Il vangelo di questa domenica presenta l'episodio dei due discepoli che lasciano Gerusalemme e vanno verso Emmaus. Sono tristi, delusi (disperati) e sconvolti perché hanno visto ucciso dal potere politico e religioso quel Gesù in cui avevano sperato. Mentre camminano non riconoscono chi li affianca. E' il Risorto. Progressivamente avviene il riconoscimento e i due ricominciano l'avventura della speranza, correndo a Gerusalemme a raccontare l'esperienza, vincendo tristezza e paura.
L'elemento che è al centro del riconoscimento è lo spezzare il pane. In esso è sintetizzata l'esistenza di dono, di condivisione, di consumazione per gli altri, di essere-per-gli-altri. In definitiva è l'amore, cioè il contrario del possesso e della volontà di potenza. E' in queste due ultime realtà che gli uomini confidano per centrare i propri obiettivi di felicità. Proprio come i due discepoli che speravano in un liberatore alla maniera del potere. E, invece, scoprono che la vera forza è l'amore, capace di oltrepassare le morti compresa quella fisica. E' una forza che risorge nella loro esistenza e che li porta ad essere creature nuove, guidate appunto dallo Spirito di Cristo che abita al centro dell'essere.
Il rinnovamento delle chiese e delle religioni, e di conseguenza delle società e delle civiltà, è affidato a quanti con sincerità cercano di dare un senso alla vita e agli eventi, coltivando la dimensione interiore (spiritualità) in ottica personalistica e comunitaria, con un progressivo distacco dalle tendenze disumane, dalla brama di avere e di possesso.
Non da ora, spesso - specie in Occidente - i cristiani vengono accusati di avere il volto triste, un atteggiamento rassegnato, una tendenza a coinvolgersi poco (in nome della necessità di tenere pulite le mani), una ricerca di recinti rassicuranti e granitici (gruppo, devozionalismo), un esitare di fronte alla complessità e alle innovazioni, un tendere a vedere l'altro come pericoloso lupo ...
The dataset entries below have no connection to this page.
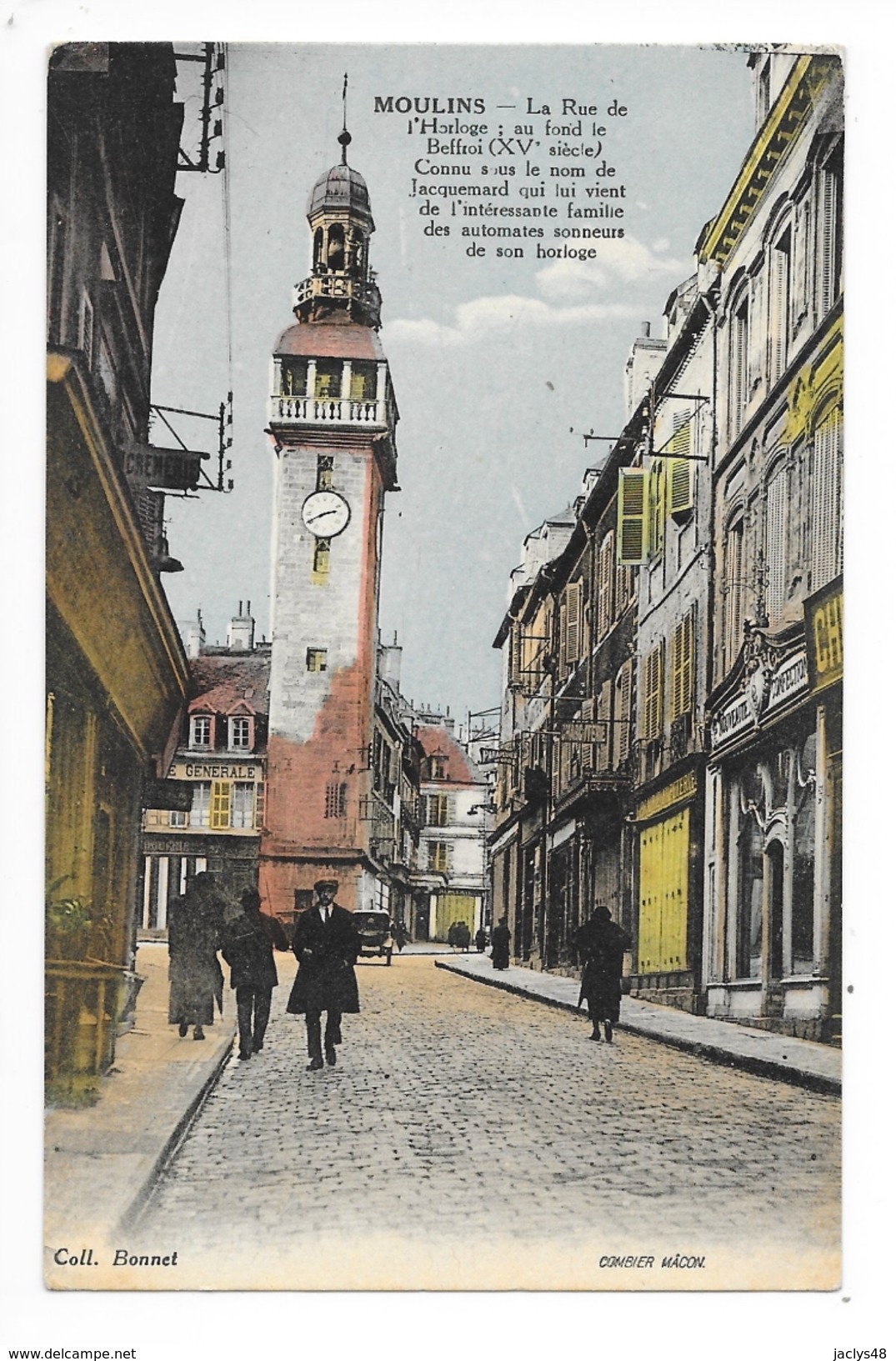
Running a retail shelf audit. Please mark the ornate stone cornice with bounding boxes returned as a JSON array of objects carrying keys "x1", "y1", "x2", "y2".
[{"x1": 700, "y1": 56, "x2": 840, "y2": 268}]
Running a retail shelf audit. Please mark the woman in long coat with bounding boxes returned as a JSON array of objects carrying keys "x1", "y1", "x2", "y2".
[
  {"x1": 168, "y1": 873, "x2": 223, "y2": 1040},
  {"x1": 286, "y1": 879, "x2": 361, "y2": 1068}
]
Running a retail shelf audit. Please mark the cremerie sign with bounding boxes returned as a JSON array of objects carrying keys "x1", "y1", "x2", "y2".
[
  {"x1": 170, "y1": 758, "x2": 264, "y2": 780},
  {"x1": 806, "y1": 577, "x2": 843, "y2": 693},
  {"x1": 709, "y1": 649, "x2": 808, "y2": 750}
]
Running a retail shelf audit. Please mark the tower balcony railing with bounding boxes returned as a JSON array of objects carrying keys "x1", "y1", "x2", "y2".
[
  {"x1": 293, "y1": 269, "x2": 383, "y2": 317},
  {"x1": 269, "y1": 395, "x2": 389, "y2": 428}
]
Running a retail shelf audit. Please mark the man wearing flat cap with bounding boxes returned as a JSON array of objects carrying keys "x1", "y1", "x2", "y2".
[{"x1": 286, "y1": 879, "x2": 361, "y2": 1071}]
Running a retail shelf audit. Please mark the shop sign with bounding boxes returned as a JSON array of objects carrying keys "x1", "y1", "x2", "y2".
[
  {"x1": 170, "y1": 761, "x2": 262, "y2": 780},
  {"x1": 806, "y1": 577, "x2": 843, "y2": 692},
  {"x1": 765, "y1": 652, "x2": 808, "y2": 712},
  {"x1": 638, "y1": 770, "x2": 697, "y2": 821}
]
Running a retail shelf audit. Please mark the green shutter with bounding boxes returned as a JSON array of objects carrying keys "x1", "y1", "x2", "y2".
[
  {"x1": 617, "y1": 468, "x2": 649, "y2": 568},
  {"x1": 668, "y1": 415, "x2": 693, "y2": 514}
]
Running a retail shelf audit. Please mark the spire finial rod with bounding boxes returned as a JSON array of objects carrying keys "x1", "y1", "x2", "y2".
[{"x1": 339, "y1": 71, "x2": 352, "y2": 166}]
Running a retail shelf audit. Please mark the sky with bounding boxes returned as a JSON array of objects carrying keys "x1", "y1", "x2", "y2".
[{"x1": 153, "y1": 43, "x2": 753, "y2": 718}]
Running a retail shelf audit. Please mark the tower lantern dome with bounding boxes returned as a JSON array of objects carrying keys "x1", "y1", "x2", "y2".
[{"x1": 293, "y1": 129, "x2": 381, "y2": 329}]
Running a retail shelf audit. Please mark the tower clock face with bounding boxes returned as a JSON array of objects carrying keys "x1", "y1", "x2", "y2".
[{"x1": 303, "y1": 492, "x2": 352, "y2": 539}]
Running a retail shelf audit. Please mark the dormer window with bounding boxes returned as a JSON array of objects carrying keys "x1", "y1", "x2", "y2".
[
  {"x1": 228, "y1": 718, "x2": 252, "y2": 751},
  {"x1": 189, "y1": 713, "x2": 211, "y2": 748}
]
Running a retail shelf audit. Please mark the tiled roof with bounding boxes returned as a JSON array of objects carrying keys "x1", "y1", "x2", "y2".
[
  {"x1": 273, "y1": 321, "x2": 385, "y2": 359},
  {"x1": 417, "y1": 727, "x2": 486, "y2": 784},
  {"x1": 189, "y1": 652, "x2": 271, "y2": 713}
]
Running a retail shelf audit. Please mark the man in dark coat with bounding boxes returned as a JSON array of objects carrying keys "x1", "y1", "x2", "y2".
[
  {"x1": 492, "y1": 918, "x2": 511, "y2": 969},
  {"x1": 286, "y1": 879, "x2": 361, "y2": 1071},
  {"x1": 576, "y1": 907, "x2": 632, "y2": 1044},
  {"x1": 222, "y1": 888, "x2": 288, "y2": 1058}
]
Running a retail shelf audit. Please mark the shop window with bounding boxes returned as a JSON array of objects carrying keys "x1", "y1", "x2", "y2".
[
  {"x1": 812, "y1": 407, "x2": 843, "y2": 591},
  {"x1": 350, "y1": 363, "x2": 376, "y2": 402},
  {"x1": 208, "y1": 780, "x2": 233, "y2": 832},
  {"x1": 314, "y1": 359, "x2": 342, "y2": 400},
  {"x1": 230, "y1": 780, "x2": 255, "y2": 828},
  {"x1": 189, "y1": 781, "x2": 211, "y2": 828},
  {"x1": 228, "y1": 718, "x2": 252, "y2": 751},
  {"x1": 189, "y1": 713, "x2": 211, "y2": 748},
  {"x1": 768, "y1": 228, "x2": 793, "y2": 384},
  {"x1": 429, "y1": 841, "x2": 448, "y2": 873},
  {"x1": 737, "y1": 814, "x2": 763, "y2": 978},
  {"x1": 281, "y1": 359, "x2": 308, "y2": 398}
]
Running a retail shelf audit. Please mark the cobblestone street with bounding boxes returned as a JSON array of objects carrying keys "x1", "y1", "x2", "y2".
[{"x1": 135, "y1": 955, "x2": 840, "y2": 1288}]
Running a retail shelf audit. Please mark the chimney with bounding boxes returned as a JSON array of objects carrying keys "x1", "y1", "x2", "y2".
[
  {"x1": 180, "y1": 610, "x2": 206, "y2": 658},
  {"x1": 228, "y1": 600, "x2": 255, "y2": 652}
]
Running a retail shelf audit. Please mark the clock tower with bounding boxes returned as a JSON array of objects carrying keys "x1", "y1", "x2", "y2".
[{"x1": 260, "y1": 129, "x2": 398, "y2": 920}]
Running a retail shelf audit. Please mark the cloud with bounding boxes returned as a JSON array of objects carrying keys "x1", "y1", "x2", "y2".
[
  {"x1": 535, "y1": 237, "x2": 690, "y2": 301},
  {"x1": 384, "y1": 237, "x2": 689, "y2": 346},
  {"x1": 383, "y1": 293, "x2": 643, "y2": 346}
]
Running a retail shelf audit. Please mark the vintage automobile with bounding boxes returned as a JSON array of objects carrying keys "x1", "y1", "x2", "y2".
[{"x1": 354, "y1": 912, "x2": 395, "y2": 963}]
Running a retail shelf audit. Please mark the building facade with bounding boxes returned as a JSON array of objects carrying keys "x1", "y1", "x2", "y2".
[
  {"x1": 262, "y1": 132, "x2": 398, "y2": 920},
  {"x1": 482, "y1": 49, "x2": 843, "y2": 1043},
  {"x1": 140, "y1": 602, "x2": 271, "y2": 939},
  {"x1": 411, "y1": 714, "x2": 492, "y2": 940},
  {"x1": 698, "y1": 53, "x2": 843, "y2": 1040},
  {"x1": 47, "y1": 43, "x2": 193, "y2": 1098}
]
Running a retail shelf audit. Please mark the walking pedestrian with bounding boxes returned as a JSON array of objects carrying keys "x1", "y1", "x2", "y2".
[
  {"x1": 168, "y1": 873, "x2": 225, "y2": 1040},
  {"x1": 576, "y1": 905, "x2": 632, "y2": 1044},
  {"x1": 492, "y1": 918, "x2": 511, "y2": 969},
  {"x1": 286, "y1": 879, "x2": 361, "y2": 1071},
  {"x1": 222, "y1": 888, "x2": 288, "y2": 1058}
]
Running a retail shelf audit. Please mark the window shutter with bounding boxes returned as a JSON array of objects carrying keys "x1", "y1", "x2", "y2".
[
  {"x1": 668, "y1": 413, "x2": 693, "y2": 514},
  {"x1": 613, "y1": 662, "x2": 632, "y2": 765},
  {"x1": 617, "y1": 468, "x2": 649, "y2": 568},
  {"x1": 567, "y1": 581, "x2": 582, "y2": 666},
  {"x1": 765, "y1": 464, "x2": 790, "y2": 619},
  {"x1": 598, "y1": 531, "x2": 614, "y2": 638},
  {"x1": 210, "y1": 780, "x2": 230, "y2": 828}
]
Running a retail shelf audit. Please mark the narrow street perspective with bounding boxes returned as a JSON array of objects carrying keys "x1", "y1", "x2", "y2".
[{"x1": 129, "y1": 955, "x2": 838, "y2": 1288}]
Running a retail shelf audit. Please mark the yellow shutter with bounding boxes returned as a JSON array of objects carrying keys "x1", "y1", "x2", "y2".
[
  {"x1": 617, "y1": 468, "x2": 649, "y2": 568},
  {"x1": 208, "y1": 780, "x2": 230, "y2": 828},
  {"x1": 668, "y1": 415, "x2": 693, "y2": 514}
]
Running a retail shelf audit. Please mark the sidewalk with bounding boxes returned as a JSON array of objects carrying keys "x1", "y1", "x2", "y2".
[
  {"x1": 433, "y1": 954, "x2": 842, "y2": 1096},
  {"x1": 43, "y1": 942, "x2": 236, "y2": 1253}
]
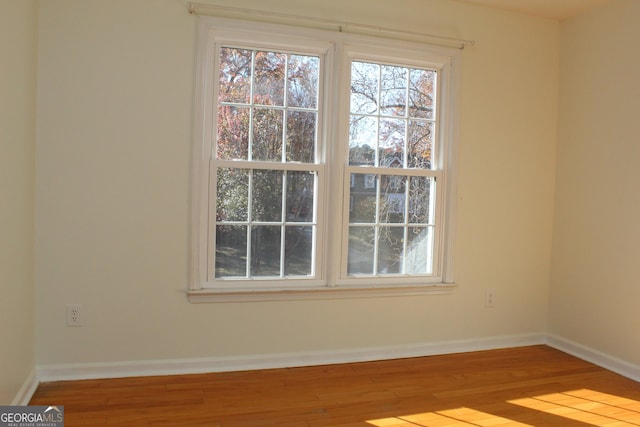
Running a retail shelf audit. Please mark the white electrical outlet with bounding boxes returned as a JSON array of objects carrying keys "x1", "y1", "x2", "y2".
[
  {"x1": 67, "y1": 304, "x2": 82, "y2": 326},
  {"x1": 484, "y1": 289, "x2": 496, "y2": 307}
]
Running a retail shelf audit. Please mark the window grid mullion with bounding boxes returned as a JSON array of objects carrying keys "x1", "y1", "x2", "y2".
[
  {"x1": 280, "y1": 171, "x2": 287, "y2": 277},
  {"x1": 245, "y1": 171, "x2": 253, "y2": 277}
]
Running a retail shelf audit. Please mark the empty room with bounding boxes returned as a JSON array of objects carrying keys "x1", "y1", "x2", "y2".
[{"x1": 0, "y1": 0, "x2": 640, "y2": 427}]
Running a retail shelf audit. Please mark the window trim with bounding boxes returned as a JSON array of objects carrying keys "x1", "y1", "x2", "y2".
[{"x1": 187, "y1": 16, "x2": 461, "y2": 302}]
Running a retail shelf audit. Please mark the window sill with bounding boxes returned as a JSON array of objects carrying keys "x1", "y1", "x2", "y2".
[{"x1": 187, "y1": 283, "x2": 457, "y2": 303}]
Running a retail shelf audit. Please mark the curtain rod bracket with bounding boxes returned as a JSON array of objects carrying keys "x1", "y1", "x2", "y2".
[{"x1": 189, "y1": 2, "x2": 476, "y2": 50}]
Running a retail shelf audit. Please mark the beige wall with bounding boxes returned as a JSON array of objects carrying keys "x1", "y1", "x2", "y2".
[
  {"x1": 550, "y1": 0, "x2": 640, "y2": 365},
  {"x1": 0, "y1": 0, "x2": 37, "y2": 405},
  {"x1": 36, "y1": 0, "x2": 559, "y2": 364}
]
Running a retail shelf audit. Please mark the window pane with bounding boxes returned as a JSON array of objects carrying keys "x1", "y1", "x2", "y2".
[
  {"x1": 287, "y1": 55, "x2": 320, "y2": 108},
  {"x1": 251, "y1": 170, "x2": 282, "y2": 222},
  {"x1": 403, "y1": 227, "x2": 433, "y2": 274},
  {"x1": 216, "y1": 105, "x2": 249, "y2": 160},
  {"x1": 407, "y1": 120, "x2": 434, "y2": 169},
  {"x1": 378, "y1": 119, "x2": 406, "y2": 168},
  {"x1": 378, "y1": 227, "x2": 404, "y2": 274},
  {"x1": 218, "y1": 47, "x2": 251, "y2": 104},
  {"x1": 349, "y1": 116, "x2": 378, "y2": 166},
  {"x1": 349, "y1": 174, "x2": 377, "y2": 223},
  {"x1": 409, "y1": 70, "x2": 436, "y2": 119},
  {"x1": 380, "y1": 65, "x2": 408, "y2": 116},
  {"x1": 287, "y1": 111, "x2": 317, "y2": 163},
  {"x1": 215, "y1": 225, "x2": 247, "y2": 277},
  {"x1": 252, "y1": 108, "x2": 283, "y2": 162},
  {"x1": 347, "y1": 227, "x2": 375, "y2": 274},
  {"x1": 253, "y1": 52, "x2": 287, "y2": 105},
  {"x1": 216, "y1": 168, "x2": 249, "y2": 221},
  {"x1": 408, "y1": 176, "x2": 434, "y2": 224},
  {"x1": 351, "y1": 61, "x2": 380, "y2": 114},
  {"x1": 250, "y1": 225, "x2": 281, "y2": 277},
  {"x1": 378, "y1": 175, "x2": 407, "y2": 224},
  {"x1": 284, "y1": 227, "x2": 313, "y2": 276},
  {"x1": 287, "y1": 172, "x2": 315, "y2": 222}
]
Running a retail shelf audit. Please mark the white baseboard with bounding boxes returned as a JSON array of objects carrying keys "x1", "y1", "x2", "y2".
[
  {"x1": 11, "y1": 368, "x2": 40, "y2": 406},
  {"x1": 35, "y1": 334, "x2": 640, "y2": 388},
  {"x1": 546, "y1": 334, "x2": 640, "y2": 382},
  {"x1": 38, "y1": 334, "x2": 546, "y2": 382}
]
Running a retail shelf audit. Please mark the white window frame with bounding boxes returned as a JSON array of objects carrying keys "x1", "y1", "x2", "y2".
[{"x1": 187, "y1": 16, "x2": 461, "y2": 302}]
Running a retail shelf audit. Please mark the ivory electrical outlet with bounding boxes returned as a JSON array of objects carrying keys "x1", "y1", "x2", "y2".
[{"x1": 67, "y1": 304, "x2": 82, "y2": 326}]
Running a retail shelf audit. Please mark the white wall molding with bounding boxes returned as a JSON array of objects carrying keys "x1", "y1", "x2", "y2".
[
  {"x1": 35, "y1": 333, "x2": 640, "y2": 390},
  {"x1": 546, "y1": 334, "x2": 640, "y2": 382},
  {"x1": 38, "y1": 334, "x2": 545, "y2": 382},
  {"x1": 11, "y1": 368, "x2": 40, "y2": 406}
]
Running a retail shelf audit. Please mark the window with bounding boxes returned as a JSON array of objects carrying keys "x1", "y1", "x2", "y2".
[{"x1": 189, "y1": 18, "x2": 457, "y2": 301}]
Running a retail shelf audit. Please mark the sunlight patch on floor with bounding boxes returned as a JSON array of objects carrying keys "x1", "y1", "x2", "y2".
[
  {"x1": 509, "y1": 389, "x2": 640, "y2": 427},
  {"x1": 367, "y1": 408, "x2": 532, "y2": 427},
  {"x1": 366, "y1": 389, "x2": 640, "y2": 427}
]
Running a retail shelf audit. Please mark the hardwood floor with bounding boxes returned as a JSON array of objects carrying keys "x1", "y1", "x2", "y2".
[{"x1": 31, "y1": 346, "x2": 640, "y2": 427}]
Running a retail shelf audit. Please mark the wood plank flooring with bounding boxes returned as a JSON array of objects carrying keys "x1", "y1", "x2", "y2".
[{"x1": 31, "y1": 346, "x2": 640, "y2": 427}]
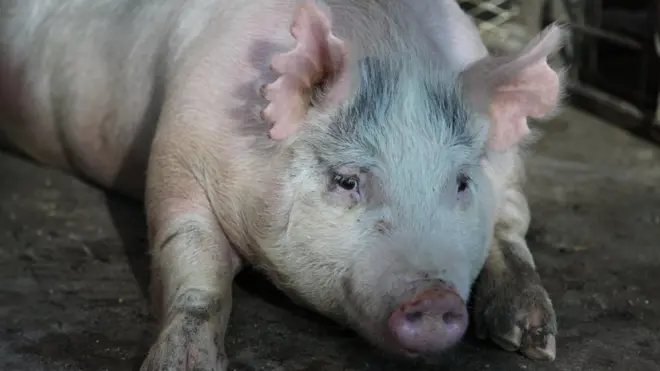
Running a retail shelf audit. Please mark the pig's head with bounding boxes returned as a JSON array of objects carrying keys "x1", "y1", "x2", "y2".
[{"x1": 262, "y1": 3, "x2": 560, "y2": 354}]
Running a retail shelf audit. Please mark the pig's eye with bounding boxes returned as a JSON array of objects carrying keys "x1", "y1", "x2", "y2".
[
  {"x1": 333, "y1": 174, "x2": 358, "y2": 191},
  {"x1": 456, "y1": 174, "x2": 470, "y2": 193}
]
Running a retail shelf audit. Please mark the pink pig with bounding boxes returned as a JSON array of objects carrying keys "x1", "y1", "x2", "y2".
[{"x1": 0, "y1": 0, "x2": 562, "y2": 371}]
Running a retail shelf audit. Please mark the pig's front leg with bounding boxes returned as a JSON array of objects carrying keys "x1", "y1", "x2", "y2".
[
  {"x1": 140, "y1": 175, "x2": 241, "y2": 371},
  {"x1": 474, "y1": 184, "x2": 557, "y2": 360}
]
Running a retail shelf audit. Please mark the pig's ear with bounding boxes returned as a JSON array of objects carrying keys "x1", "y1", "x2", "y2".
[
  {"x1": 463, "y1": 25, "x2": 562, "y2": 150},
  {"x1": 261, "y1": 1, "x2": 346, "y2": 140}
]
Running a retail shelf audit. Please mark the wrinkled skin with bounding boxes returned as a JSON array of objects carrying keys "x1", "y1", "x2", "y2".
[{"x1": 0, "y1": 0, "x2": 561, "y2": 371}]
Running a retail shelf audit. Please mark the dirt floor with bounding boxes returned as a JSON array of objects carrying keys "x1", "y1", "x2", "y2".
[{"x1": 0, "y1": 106, "x2": 660, "y2": 371}]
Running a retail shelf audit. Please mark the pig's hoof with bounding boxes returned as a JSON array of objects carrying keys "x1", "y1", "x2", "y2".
[
  {"x1": 474, "y1": 279, "x2": 557, "y2": 361},
  {"x1": 140, "y1": 315, "x2": 228, "y2": 371}
]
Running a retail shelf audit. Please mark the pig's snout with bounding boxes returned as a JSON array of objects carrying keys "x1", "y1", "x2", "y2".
[{"x1": 389, "y1": 287, "x2": 468, "y2": 354}]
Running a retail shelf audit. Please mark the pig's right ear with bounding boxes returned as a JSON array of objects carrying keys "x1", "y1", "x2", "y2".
[
  {"x1": 463, "y1": 25, "x2": 563, "y2": 150},
  {"x1": 261, "y1": 1, "x2": 347, "y2": 140}
]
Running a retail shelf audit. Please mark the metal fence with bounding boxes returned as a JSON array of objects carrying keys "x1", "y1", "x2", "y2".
[{"x1": 457, "y1": 0, "x2": 660, "y2": 143}]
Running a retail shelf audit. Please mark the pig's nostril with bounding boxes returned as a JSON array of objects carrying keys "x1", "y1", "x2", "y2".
[
  {"x1": 406, "y1": 311, "x2": 424, "y2": 322},
  {"x1": 442, "y1": 312, "x2": 463, "y2": 325}
]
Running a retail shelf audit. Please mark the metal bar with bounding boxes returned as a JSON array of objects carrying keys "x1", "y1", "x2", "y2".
[{"x1": 569, "y1": 23, "x2": 643, "y2": 49}]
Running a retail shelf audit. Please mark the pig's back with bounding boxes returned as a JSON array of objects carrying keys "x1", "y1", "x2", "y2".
[
  {"x1": 0, "y1": 0, "x2": 452, "y2": 201},
  {"x1": 0, "y1": 0, "x2": 226, "y2": 197}
]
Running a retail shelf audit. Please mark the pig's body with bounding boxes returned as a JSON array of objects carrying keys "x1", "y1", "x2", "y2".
[
  {"x1": 0, "y1": 0, "x2": 486, "y2": 199},
  {"x1": 0, "y1": 0, "x2": 555, "y2": 370}
]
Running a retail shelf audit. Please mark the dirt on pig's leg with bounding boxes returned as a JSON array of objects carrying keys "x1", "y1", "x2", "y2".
[
  {"x1": 141, "y1": 187, "x2": 241, "y2": 371},
  {"x1": 474, "y1": 183, "x2": 557, "y2": 361}
]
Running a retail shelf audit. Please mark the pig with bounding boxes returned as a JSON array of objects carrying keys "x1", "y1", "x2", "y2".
[{"x1": 0, "y1": 0, "x2": 563, "y2": 371}]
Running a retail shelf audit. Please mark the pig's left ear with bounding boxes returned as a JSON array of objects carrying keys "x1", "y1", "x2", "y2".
[
  {"x1": 261, "y1": 0, "x2": 346, "y2": 140},
  {"x1": 463, "y1": 25, "x2": 562, "y2": 150}
]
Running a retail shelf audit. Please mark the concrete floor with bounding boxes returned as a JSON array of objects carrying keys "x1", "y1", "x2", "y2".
[{"x1": 0, "y1": 106, "x2": 660, "y2": 371}]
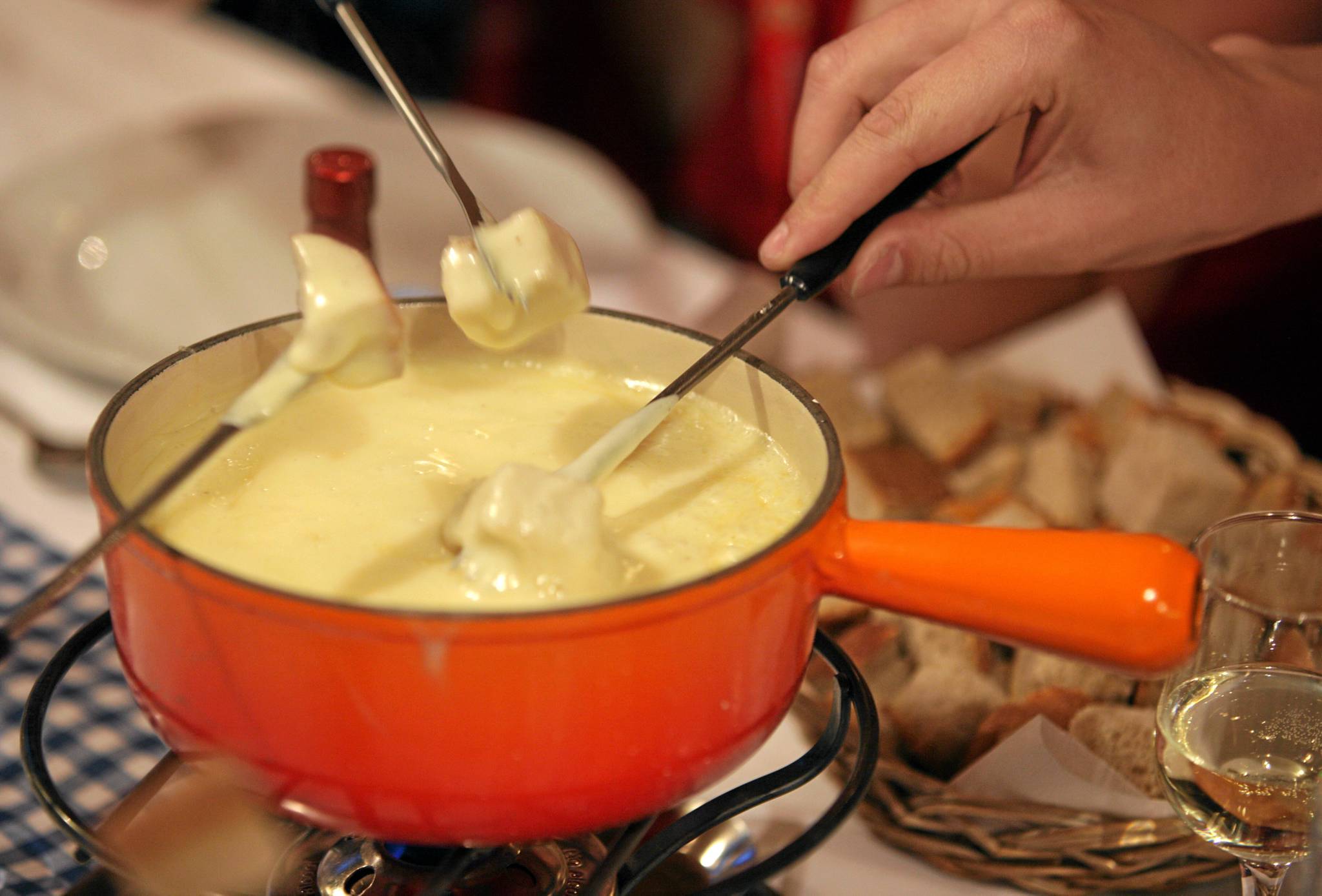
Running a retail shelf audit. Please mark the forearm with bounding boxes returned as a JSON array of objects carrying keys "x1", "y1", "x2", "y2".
[
  {"x1": 1208, "y1": 36, "x2": 1322, "y2": 238},
  {"x1": 762, "y1": 0, "x2": 1322, "y2": 292}
]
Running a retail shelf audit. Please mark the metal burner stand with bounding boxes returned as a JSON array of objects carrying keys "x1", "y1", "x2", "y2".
[{"x1": 20, "y1": 612, "x2": 879, "y2": 896}]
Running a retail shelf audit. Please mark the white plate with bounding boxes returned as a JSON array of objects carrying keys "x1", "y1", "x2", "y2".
[{"x1": 0, "y1": 106, "x2": 656, "y2": 382}]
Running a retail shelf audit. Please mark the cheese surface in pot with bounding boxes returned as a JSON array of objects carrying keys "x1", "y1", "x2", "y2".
[{"x1": 141, "y1": 351, "x2": 815, "y2": 612}]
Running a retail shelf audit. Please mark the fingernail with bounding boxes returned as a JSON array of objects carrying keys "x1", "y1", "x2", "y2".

Oltre le esagerazioni e le generalizzazioni ideologiche, c'è da chiedersi se qualcuna di queste critiche non sia presente, non dico come debolezza (che è di tutti) ma come realtà di fondo. E mi domando se il Cristo è davvero risorto in me, se mi pongo in ascolto del suo Spirito, di quell'Amore universale e concreto che permea tutta la realtà e desidera portarla a compimento.
E' per questo che devo mettermi, ogni giorno e con attenzione, in ascolto della sua voce che giunge attraverso le sacre scritture, le tradizioni religiose e spirituali, gli eventi e gli esseri umani, le realtà della creazione. Così, l'esistenza diviene “pasquale”, vissuta sobriamente nella gioia e nella pace che si manifestano nel segreto del cuore e nelle relazioni. Il che non significa trovare l'approvazione del mondo o il quieto vivere (ben diverso dalla pace vera): “i figli migliori dell'umanità vengono perseguitati e abbandonati perché nella solitudine e nella consumazione creino cicli nuovi di umanità” (G. Vannucci).
Che questo tempo possa liberarci da ogni (nostra) falsa immagine di Dio e da ogni conseguente falsa immagine dell'uomo.